Chosen

I have been almost chosen so many times.

I look back to my first real relationship.

To a man who provided stability in my life, who gave me hope and who talked about “one day.”

He is now someone else’s husband.

He is now someone’s father.

He didn’t choose me.

Sometimes I feel like Katherine Heigl’s character in 27 Dresses, except minus all of the wedding invitations and all of the dresses.

So basically I feel un-chosen and alone.

I am in my early twenties.

My sixteen-year old self would have advised me not to be in a relationship, to find contentedness in my season of singleness (no matter how long it may drag on for) but what does she know?

The reality of being a part of “the church” is that 90% of my friends are married.

They all have beautiful stories of meeting their spouses, some are twister than others, but they all have one thing in common: both parties made the decision to choose one-another.

Part of me is thankful that I haven’t been chosen yet, because now that I look back on my list of sad breakups I know that I wouldn’t have wanted the life I would have had if they had chosen me.

If I didn’t have this list I probably wouldn’t feel as anxious as I am about relationships…
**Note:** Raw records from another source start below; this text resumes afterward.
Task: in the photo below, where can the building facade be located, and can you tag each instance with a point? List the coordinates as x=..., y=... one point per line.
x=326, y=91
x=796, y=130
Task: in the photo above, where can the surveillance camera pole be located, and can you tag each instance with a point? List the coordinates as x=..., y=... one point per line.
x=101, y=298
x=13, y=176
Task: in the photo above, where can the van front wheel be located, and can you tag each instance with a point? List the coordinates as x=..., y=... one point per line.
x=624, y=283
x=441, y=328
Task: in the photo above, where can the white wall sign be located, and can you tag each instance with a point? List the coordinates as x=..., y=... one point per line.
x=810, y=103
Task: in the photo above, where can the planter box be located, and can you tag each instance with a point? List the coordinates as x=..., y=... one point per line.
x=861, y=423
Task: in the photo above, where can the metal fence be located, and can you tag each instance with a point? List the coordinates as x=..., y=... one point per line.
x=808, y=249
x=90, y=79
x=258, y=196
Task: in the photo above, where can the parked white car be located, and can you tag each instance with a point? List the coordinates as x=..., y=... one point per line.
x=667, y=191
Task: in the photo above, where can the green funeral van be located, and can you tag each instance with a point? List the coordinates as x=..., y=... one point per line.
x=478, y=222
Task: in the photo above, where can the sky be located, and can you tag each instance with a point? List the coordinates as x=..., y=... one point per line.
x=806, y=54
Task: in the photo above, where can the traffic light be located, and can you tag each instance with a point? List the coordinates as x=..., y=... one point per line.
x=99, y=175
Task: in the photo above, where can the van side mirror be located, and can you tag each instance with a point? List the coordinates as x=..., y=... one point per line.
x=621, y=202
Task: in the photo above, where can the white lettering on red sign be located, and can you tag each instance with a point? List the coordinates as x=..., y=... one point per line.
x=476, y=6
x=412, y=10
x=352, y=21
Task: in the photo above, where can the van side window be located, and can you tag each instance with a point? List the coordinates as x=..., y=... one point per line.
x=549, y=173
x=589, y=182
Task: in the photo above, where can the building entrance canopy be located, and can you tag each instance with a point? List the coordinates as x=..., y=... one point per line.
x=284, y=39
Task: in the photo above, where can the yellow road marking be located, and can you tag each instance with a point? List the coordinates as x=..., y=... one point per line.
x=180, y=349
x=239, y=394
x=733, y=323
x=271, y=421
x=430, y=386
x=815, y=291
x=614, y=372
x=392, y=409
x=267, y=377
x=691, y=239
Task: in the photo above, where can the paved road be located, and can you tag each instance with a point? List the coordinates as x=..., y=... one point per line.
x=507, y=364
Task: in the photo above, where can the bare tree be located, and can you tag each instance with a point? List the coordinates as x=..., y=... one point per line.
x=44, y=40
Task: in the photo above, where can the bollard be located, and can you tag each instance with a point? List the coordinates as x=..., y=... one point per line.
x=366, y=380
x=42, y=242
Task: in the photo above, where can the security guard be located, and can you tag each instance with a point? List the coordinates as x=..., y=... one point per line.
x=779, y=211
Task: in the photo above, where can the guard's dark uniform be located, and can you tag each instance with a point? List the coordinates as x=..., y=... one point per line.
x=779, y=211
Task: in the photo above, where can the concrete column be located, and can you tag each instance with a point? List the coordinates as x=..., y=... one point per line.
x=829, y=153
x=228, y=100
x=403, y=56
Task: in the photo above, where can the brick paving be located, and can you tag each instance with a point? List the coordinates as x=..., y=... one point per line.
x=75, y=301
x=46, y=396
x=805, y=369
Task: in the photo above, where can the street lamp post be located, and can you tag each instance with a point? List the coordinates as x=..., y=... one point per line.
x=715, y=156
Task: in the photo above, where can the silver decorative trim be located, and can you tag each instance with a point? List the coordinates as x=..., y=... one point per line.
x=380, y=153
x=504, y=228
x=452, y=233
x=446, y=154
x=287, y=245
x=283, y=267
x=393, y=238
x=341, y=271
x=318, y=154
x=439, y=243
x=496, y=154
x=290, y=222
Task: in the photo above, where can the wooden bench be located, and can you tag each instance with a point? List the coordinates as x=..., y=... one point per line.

It’s like this stupid cloud just follows me around and reminds me of every single instance that I wasn’t chosen.

HEY CLOUD; move on.

I have this beautiful spirit that has not stopped believing in magic.

I have held onto the notion that love does exist, that I am deserving of it and that one day I will be chosen.

I met a guy recently that really changed my perception of what I wanted.

We all have these stupid lists of things we want in a mate.

Mine was pretty meticulous and he wasn’t on the list.

His confidence and his heart allowed me to see past my past.  I felt comfortable in my own skin around him and all of my anxieties, and my need to make people like me, fell away.

He listened to me and made me feel intelligent, creative and beautiful.

He became my list.

To be frank, I was not interested in a fling. Nor did I actually want to feel anything for anyone. I was happy being guarded. I was content with singleness.

For two short weeks, I stopped being afraid of the idea of being loved one day.

And then he made a choice.

And it wasn’t me.

And that’s okay.

Because he taught me a very important lesson.

“I guess it comes down to personal interpretations. Experiences are haunting…But I’m still a strong believer that past experiences shouldn’t bring guards, but instead knowledge of how to deal with situations and essentially understand connections.”

I still don’t know what I want.

I am still learning to stop letting my past control my present.

But, every day I feel a little bit more comfortable with the reality that I was already chosen by my Savior.

I’m no longer guarding my heart. I’m looking forward to being pursued, instead of fearing it. And for the first time in a long time, I don’t feel like I’m going to mess anything up by letting someone see the real me.

I’ve learned that the best version of me is me. Not the girl who bends and fits into someone’s dream girl.

I am thankful for all of the times that I wasn’t chosen.

Because just like that list of things I thought that I wanted, I am realizing that I had a lot of things wrong.

Here’s my list:

Someone who will continue to choose me each day.

Someone who isn’t afraid of how passionately I love.

Someone that isn’t intimidated by my dreams or afraid that they will lose me if they let me chase after the wind.

That’s it.

I’m not too concerned with the 6′ and above rule or the dark hair rule, because let’s be honest those boys are almost always a heartbreak waiting to happen.